Diamond Offshore Reports Third Quarter 2014 Results

Contracts Awarded to Two New Drillships

Contract Extensions Awarded on Three Semisubmersibles

HOUSTON, October 23, 2014 — Diamond Offshore Drilling, Inc. (NYSE: DO) today reported third quarter 2014 net income of $53 million, or $0.38 per share, compared to net income of $95 million, or $0.68 per share, in the third quarter of 2013. Revenues in the third quarter of 2014 were $738 million, compared to revenues of $706 million in the third quarter of 2013.

The Company today announced plans to retire and scrap six of its mid-water semisubmersible rigs, resulting in a non-cash impairment charge in the third quarter of $109 million before tax, or $0.84 per share after tax. The retired units include the Ocean Epoch, Ocean New Era and Ocean Whittington, which are currently cold-stacked, and the Ocean Concord and Ocean Yatzy, which are currently idle in Brazil. The sixth unit, the Ocean Winner, will be retired and scrapped upon completion of its current contract term in Brazil.

Results for the quarter include favorable settlements of tax audits in Brazil and Malaysia and expiration of the statute of limitations in various jurisdictions for which tax expense had previously been recognized. As a result of these items, tax expense was reduced by $0.23 per share, and a related decrease in interest expense benefited results by $0.03 per share.

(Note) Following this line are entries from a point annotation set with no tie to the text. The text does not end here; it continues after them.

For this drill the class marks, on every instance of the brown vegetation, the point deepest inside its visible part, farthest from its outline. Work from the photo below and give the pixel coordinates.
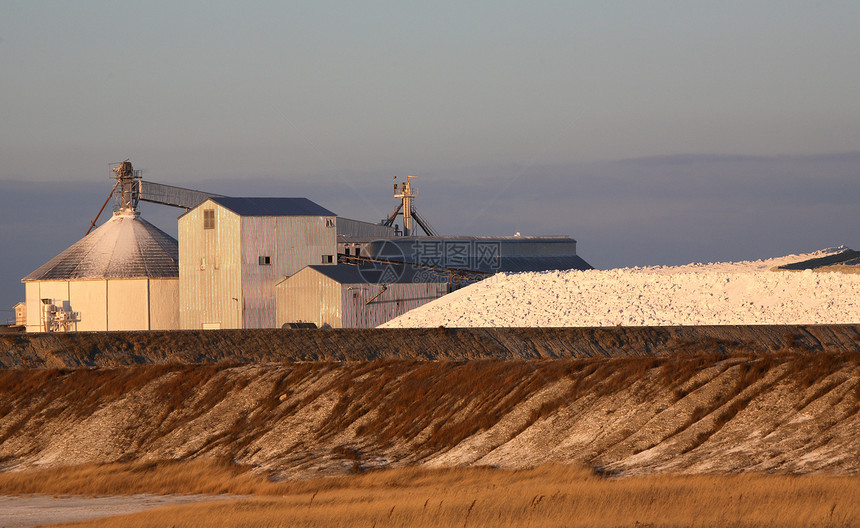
(793, 413)
(114, 349)
(548, 496)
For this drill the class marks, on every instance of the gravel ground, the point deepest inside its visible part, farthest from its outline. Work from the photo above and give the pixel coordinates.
(37, 510)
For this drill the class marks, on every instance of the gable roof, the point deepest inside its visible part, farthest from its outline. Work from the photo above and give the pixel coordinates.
(272, 206)
(126, 246)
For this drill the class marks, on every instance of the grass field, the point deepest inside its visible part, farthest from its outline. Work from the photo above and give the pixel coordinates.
(548, 496)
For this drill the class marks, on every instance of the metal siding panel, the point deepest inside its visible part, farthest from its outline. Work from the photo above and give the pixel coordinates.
(292, 242)
(205, 295)
(309, 296)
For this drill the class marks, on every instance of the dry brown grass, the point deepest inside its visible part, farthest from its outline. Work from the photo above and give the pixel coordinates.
(549, 496)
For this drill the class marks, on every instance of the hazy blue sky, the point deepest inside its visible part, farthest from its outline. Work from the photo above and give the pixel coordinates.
(639, 128)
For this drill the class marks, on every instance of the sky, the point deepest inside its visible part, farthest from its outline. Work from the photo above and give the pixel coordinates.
(652, 132)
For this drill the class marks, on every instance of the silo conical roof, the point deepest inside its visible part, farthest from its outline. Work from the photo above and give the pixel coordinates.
(126, 246)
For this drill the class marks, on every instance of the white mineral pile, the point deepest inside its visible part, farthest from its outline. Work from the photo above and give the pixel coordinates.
(695, 294)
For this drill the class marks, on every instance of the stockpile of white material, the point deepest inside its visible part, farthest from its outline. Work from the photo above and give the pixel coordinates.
(695, 294)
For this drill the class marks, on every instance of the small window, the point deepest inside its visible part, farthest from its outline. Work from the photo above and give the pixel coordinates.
(209, 219)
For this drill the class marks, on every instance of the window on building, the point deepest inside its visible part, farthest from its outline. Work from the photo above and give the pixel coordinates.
(209, 219)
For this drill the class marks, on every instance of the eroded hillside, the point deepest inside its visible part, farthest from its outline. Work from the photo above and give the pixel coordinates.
(795, 413)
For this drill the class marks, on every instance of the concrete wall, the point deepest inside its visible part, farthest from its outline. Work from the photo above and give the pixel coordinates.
(311, 297)
(90, 298)
(210, 269)
(223, 284)
(108, 304)
(291, 243)
(308, 297)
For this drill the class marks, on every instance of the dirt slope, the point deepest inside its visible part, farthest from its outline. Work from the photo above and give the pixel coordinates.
(111, 349)
(795, 413)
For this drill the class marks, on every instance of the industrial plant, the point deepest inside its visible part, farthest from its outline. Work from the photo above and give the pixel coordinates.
(245, 262)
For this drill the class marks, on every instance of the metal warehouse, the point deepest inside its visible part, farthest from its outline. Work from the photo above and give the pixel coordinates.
(263, 263)
(351, 296)
(233, 250)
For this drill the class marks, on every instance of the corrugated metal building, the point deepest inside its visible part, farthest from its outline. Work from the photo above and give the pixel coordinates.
(122, 276)
(476, 253)
(233, 250)
(349, 296)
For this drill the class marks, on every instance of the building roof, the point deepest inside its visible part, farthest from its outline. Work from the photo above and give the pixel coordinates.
(375, 274)
(272, 206)
(126, 246)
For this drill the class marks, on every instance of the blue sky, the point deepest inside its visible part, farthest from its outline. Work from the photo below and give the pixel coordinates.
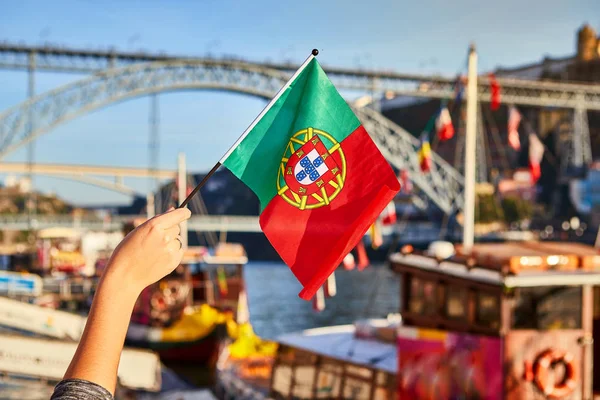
(407, 36)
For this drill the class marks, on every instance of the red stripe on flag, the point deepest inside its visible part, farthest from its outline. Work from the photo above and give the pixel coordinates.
(314, 242)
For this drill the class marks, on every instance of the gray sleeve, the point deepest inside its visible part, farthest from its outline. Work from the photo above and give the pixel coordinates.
(78, 389)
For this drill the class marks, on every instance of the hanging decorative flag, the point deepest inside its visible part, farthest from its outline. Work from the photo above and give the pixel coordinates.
(376, 238)
(494, 92)
(514, 119)
(443, 125)
(425, 153)
(459, 89)
(389, 214)
(363, 260)
(330, 286)
(536, 154)
(222, 281)
(319, 300)
(349, 262)
(405, 182)
(320, 178)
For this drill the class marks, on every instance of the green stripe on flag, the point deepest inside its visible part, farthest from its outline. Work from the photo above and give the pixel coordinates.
(311, 100)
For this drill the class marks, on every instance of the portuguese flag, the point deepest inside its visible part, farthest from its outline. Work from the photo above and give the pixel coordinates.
(320, 179)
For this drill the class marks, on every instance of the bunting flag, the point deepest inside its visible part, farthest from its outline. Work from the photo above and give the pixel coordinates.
(363, 260)
(319, 300)
(348, 262)
(443, 125)
(389, 214)
(222, 281)
(425, 153)
(459, 89)
(376, 237)
(514, 119)
(330, 286)
(536, 154)
(320, 179)
(405, 182)
(494, 93)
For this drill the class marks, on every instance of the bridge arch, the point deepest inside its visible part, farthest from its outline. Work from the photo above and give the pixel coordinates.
(38, 115)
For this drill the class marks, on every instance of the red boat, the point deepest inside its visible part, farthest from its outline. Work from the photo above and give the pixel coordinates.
(186, 316)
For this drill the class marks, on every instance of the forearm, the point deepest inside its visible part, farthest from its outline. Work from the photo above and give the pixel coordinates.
(99, 351)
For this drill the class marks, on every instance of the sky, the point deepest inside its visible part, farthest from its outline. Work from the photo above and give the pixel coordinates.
(430, 37)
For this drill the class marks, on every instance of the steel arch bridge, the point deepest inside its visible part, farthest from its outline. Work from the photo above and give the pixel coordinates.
(38, 115)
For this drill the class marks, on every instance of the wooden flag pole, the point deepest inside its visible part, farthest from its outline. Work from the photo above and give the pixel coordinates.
(214, 169)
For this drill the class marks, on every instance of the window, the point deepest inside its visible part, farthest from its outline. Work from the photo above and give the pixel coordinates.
(547, 308)
(456, 302)
(488, 310)
(422, 297)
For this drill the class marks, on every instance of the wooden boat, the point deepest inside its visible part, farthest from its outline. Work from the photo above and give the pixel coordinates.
(186, 316)
(505, 321)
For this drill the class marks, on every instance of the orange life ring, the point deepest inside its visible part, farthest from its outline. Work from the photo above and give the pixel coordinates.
(544, 362)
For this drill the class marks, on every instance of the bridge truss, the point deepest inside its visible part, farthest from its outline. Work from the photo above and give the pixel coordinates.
(119, 76)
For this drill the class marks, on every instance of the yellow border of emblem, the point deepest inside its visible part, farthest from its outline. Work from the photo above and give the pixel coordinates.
(322, 198)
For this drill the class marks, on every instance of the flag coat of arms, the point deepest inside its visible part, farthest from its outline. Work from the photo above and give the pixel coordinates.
(320, 179)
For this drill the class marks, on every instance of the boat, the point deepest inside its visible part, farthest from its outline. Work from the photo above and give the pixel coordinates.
(186, 316)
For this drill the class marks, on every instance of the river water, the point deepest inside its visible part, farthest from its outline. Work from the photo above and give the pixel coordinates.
(275, 307)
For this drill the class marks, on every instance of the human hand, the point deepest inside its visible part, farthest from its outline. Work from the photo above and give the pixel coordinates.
(149, 252)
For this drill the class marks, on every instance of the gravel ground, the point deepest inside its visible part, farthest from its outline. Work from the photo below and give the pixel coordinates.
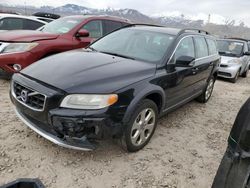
(184, 152)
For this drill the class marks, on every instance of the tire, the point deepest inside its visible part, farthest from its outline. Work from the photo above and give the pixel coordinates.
(234, 80)
(244, 75)
(134, 138)
(207, 93)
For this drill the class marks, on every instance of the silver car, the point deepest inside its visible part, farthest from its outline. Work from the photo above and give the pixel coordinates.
(235, 58)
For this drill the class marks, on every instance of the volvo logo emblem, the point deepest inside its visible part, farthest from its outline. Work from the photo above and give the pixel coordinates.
(24, 96)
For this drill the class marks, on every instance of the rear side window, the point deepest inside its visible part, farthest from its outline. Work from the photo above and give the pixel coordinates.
(212, 46)
(185, 48)
(201, 47)
(110, 26)
(94, 28)
(11, 23)
(31, 25)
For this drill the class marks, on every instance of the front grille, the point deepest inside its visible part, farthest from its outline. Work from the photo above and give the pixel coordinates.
(29, 97)
(224, 74)
(223, 65)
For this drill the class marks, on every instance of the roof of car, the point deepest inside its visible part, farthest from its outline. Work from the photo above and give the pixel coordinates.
(236, 40)
(20, 16)
(171, 31)
(98, 16)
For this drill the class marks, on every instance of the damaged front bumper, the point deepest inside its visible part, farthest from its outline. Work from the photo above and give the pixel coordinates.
(71, 143)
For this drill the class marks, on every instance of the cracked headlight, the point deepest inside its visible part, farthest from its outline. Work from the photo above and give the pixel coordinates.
(88, 102)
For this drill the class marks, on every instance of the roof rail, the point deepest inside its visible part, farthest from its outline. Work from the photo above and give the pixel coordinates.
(141, 24)
(193, 30)
(237, 38)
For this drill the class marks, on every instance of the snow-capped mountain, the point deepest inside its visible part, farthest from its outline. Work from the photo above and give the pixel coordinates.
(173, 19)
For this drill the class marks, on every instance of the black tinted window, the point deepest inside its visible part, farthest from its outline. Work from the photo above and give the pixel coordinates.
(212, 46)
(201, 47)
(110, 26)
(31, 25)
(185, 48)
(11, 23)
(94, 28)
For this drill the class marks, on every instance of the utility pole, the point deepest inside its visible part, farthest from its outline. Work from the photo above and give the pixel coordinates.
(25, 8)
(209, 18)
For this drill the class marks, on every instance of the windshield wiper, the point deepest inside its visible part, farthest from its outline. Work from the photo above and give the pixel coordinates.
(118, 55)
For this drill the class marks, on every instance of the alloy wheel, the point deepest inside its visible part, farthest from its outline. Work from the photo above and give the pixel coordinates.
(143, 127)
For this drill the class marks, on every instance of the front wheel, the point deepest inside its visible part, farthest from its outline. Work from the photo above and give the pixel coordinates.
(234, 80)
(140, 127)
(207, 93)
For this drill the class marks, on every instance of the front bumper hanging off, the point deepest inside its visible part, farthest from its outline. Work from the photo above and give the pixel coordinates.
(72, 143)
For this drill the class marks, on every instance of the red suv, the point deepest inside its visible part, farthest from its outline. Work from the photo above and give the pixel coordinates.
(19, 49)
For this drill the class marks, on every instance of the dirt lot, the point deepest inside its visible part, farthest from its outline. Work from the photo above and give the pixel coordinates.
(184, 152)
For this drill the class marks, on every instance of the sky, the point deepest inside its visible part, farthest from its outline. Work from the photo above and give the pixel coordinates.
(220, 10)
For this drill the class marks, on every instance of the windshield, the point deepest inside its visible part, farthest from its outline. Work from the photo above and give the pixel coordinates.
(230, 48)
(62, 25)
(136, 44)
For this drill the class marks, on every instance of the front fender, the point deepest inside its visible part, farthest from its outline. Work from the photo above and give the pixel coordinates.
(142, 94)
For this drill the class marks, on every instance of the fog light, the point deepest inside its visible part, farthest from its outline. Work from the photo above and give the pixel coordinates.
(17, 67)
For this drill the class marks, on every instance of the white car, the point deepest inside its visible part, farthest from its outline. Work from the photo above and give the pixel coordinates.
(235, 58)
(18, 22)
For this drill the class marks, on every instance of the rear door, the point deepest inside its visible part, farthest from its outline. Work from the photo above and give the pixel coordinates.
(179, 84)
(203, 63)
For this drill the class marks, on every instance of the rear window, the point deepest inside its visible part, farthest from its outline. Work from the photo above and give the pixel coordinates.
(62, 25)
(32, 25)
(110, 26)
(212, 46)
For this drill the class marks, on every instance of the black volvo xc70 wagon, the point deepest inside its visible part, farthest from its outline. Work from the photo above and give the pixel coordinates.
(119, 86)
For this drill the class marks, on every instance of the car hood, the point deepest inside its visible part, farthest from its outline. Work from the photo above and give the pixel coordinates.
(25, 36)
(226, 60)
(82, 71)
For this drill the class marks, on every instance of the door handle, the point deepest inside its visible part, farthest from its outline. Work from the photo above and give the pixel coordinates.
(195, 70)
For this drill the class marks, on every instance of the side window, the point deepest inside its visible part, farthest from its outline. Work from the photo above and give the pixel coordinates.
(110, 26)
(11, 24)
(212, 46)
(31, 25)
(94, 28)
(185, 48)
(201, 47)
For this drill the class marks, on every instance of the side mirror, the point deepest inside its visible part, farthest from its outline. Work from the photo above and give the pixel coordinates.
(82, 33)
(184, 61)
(247, 53)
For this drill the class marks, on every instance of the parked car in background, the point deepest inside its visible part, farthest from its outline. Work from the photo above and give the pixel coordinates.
(22, 48)
(235, 58)
(18, 22)
(118, 87)
(47, 17)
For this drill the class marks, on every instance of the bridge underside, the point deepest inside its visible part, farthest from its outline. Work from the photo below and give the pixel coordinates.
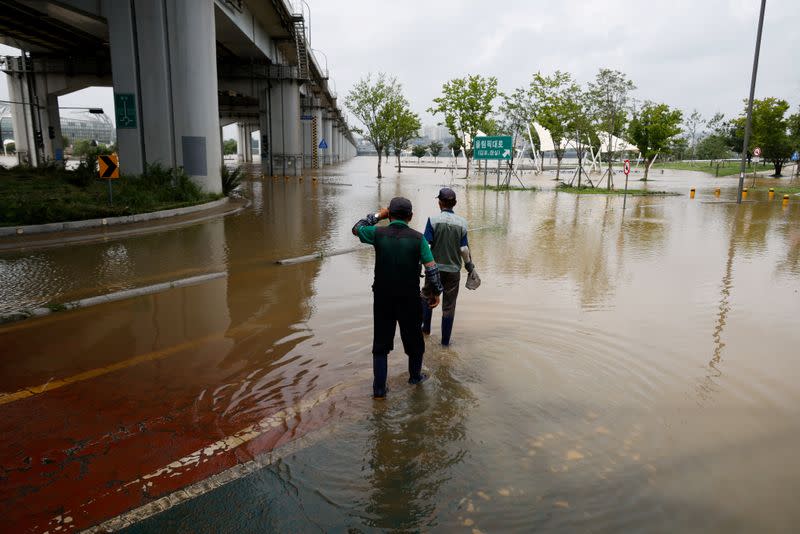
(175, 102)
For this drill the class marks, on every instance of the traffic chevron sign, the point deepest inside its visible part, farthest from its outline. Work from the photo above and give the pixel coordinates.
(108, 166)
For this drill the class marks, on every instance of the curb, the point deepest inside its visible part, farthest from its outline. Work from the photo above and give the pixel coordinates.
(110, 297)
(109, 221)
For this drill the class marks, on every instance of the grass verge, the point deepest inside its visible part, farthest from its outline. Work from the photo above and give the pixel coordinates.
(588, 190)
(502, 188)
(51, 194)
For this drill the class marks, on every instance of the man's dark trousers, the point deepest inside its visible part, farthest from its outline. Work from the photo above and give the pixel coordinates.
(450, 282)
(389, 311)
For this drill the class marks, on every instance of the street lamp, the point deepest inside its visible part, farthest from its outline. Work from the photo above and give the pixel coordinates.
(326, 61)
(749, 120)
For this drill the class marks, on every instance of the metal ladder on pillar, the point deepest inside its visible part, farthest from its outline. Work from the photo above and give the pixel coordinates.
(302, 48)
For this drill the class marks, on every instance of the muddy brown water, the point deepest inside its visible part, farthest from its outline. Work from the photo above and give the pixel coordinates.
(614, 372)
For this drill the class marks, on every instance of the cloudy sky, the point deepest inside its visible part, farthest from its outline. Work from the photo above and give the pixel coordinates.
(686, 53)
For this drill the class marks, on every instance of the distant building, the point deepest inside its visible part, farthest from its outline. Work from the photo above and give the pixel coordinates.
(75, 124)
(79, 124)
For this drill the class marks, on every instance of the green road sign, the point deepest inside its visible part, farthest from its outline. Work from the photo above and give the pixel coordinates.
(125, 108)
(494, 147)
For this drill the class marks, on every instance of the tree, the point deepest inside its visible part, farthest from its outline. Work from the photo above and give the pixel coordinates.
(466, 104)
(435, 147)
(515, 115)
(609, 99)
(652, 129)
(366, 101)
(770, 132)
(794, 136)
(403, 125)
(229, 147)
(553, 107)
(713, 147)
(694, 122)
(455, 146)
(419, 151)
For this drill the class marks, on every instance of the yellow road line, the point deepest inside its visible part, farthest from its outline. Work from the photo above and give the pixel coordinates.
(100, 371)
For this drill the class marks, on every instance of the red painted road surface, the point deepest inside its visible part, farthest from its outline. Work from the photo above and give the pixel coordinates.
(112, 441)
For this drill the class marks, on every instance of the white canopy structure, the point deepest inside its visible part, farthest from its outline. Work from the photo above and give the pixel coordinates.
(617, 144)
(545, 139)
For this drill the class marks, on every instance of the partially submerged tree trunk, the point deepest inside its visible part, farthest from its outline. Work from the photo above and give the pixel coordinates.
(646, 169)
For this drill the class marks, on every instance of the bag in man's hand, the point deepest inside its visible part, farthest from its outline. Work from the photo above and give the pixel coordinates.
(473, 280)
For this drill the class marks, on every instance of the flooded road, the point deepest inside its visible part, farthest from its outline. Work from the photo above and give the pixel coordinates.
(612, 373)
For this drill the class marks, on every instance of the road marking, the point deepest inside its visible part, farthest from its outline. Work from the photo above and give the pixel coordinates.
(100, 371)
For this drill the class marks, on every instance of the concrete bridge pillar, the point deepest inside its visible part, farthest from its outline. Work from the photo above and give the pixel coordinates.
(335, 143)
(319, 119)
(328, 136)
(244, 144)
(23, 118)
(167, 93)
(281, 148)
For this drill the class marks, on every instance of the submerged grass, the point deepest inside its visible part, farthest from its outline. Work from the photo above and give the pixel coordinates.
(588, 190)
(489, 187)
(722, 168)
(52, 194)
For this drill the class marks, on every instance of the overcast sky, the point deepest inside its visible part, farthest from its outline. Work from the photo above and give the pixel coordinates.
(686, 53)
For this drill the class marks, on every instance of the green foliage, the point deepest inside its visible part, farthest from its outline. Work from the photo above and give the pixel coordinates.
(713, 147)
(51, 193)
(455, 146)
(771, 131)
(653, 129)
(436, 148)
(231, 179)
(366, 101)
(608, 100)
(229, 147)
(466, 104)
(402, 124)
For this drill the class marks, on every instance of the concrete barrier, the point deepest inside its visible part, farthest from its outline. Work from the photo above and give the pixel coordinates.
(108, 221)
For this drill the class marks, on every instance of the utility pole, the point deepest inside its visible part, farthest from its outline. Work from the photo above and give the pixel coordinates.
(749, 120)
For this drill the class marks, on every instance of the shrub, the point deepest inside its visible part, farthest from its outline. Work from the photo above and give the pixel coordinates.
(231, 179)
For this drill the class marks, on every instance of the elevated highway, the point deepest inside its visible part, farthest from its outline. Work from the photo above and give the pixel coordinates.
(180, 70)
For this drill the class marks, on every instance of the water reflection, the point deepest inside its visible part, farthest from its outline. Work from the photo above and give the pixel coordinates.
(414, 448)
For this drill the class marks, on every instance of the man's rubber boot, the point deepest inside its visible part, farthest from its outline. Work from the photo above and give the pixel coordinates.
(447, 329)
(380, 368)
(427, 315)
(415, 374)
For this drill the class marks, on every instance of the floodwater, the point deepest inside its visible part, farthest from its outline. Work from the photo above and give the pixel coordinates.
(615, 371)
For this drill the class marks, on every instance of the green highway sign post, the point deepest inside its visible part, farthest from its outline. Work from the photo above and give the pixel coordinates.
(125, 110)
(492, 147)
(497, 147)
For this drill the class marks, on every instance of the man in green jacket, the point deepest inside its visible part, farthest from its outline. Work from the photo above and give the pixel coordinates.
(399, 252)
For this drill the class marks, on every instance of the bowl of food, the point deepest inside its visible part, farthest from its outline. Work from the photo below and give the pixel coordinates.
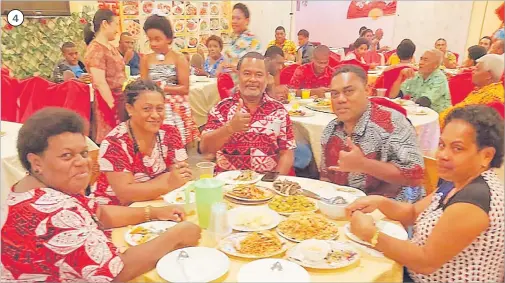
(336, 208)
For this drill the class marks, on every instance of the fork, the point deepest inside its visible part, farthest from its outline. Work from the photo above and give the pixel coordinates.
(180, 260)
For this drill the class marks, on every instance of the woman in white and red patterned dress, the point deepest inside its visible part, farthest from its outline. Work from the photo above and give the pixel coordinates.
(53, 233)
(171, 71)
(459, 230)
(142, 158)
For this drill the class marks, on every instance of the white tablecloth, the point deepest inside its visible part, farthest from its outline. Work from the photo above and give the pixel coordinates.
(12, 170)
(310, 130)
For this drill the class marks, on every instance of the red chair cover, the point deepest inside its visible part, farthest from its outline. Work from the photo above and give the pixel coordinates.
(9, 97)
(498, 106)
(390, 104)
(334, 59)
(365, 67)
(460, 86)
(224, 85)
(37, 93)
(287, 73)
(388, 54)
(387, 78)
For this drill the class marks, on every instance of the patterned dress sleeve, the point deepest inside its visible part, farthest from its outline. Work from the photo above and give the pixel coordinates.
(114, 156)
(403, 151)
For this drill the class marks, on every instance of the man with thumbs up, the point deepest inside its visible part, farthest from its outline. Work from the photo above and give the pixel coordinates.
(250, 130)
(368, 146)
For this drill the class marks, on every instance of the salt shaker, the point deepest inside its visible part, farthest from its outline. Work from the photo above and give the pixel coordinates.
(219, 226)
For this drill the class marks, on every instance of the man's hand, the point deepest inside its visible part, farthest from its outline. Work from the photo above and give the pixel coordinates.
(350, 161)
(240, 121)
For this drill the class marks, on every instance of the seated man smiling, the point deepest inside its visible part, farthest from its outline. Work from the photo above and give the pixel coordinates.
(369, 147)
(250, 130)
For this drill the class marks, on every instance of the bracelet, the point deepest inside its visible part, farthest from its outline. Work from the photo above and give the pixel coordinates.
(147, 213)
(375, 239)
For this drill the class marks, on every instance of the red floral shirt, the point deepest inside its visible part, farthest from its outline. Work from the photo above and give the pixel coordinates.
(50, 236)
(382, 134)
(304, 77)
(117, 155)
(257, 149)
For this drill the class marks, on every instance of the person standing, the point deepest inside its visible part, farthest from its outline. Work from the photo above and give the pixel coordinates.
(170, 70)
(107, 70)
(130, 56)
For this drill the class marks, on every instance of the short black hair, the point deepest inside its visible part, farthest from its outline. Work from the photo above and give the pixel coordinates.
(242, 7)
(48, 122)
(406, 49)
(348, 68)
(216, 39)
(362, 34)
(273, 50)
(475, 52)
(159, 23)
(252, 55)
(303, 32)
(361, 29)
(488, 126)
(67, 44)
(360, 41)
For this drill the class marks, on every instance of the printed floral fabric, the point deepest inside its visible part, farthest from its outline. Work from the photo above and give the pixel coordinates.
(117, 155)
(257, 149)
(50, 236)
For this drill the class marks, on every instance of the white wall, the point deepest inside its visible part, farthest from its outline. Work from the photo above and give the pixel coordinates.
(266, 16)
(327, 22)
(426, 21)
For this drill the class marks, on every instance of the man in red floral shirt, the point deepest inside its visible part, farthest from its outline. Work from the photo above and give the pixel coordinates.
(250, 130)
(369, 147)
(315, 75)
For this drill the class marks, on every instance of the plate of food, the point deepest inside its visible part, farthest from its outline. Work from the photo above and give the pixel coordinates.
(253, 219)
(287, 205)
(286, 187)
(248, 193)
(179, 26)
(145, 232)
(191, 25)
(388, 228)
(321, 254)
(304, 226)
(253, 245)
(300, 113)
(240, 177)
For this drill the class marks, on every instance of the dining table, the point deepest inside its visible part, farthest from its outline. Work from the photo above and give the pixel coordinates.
(372, 266)
(309, 129)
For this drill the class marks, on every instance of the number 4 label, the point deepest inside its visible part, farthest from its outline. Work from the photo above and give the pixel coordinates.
(15, 18)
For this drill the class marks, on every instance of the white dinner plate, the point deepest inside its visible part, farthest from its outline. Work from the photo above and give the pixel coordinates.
(229, 176)
(202, 265)
(228, 245)
(260, 218)
(267, 270)
(157, 227)
(388, 228)
(297, 255)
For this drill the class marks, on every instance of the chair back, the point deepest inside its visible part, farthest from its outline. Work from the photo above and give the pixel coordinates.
(224, 85)
(390, 104)
(430, 174)
(287, 73)
(460, 86)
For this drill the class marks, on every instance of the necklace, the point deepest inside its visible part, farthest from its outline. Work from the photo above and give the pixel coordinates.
(136, 151)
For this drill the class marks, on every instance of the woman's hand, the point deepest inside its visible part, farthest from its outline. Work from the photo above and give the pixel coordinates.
(366, 205)
(180, 174)
(363, 226)
(171, 212)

The Company also announced today that a subsidiary of the Company has entered into term drilling contracts with Hess Corporation for employment of the Company’s new-build drillships Ocean BlackRhino and Ocean BlackLion. The drilling contracts are contingent upon Hess obtaining full project sanction from partners. Once effective, the commitments for the two units are expected to generate combined total revenue to the Company of approximately $1.02 billion and represent seven years of contract drilling backlog. The Ocean BlackLion is anticipated to commence operations in the U.S. Gulf of Mexico in the fourth quarter of 2015 on a four-year term, and the Ocean BlackRhino is expected to begin working in the U.S. Gulf of Mexico in the fourth quarter of 2016 on a three-year term.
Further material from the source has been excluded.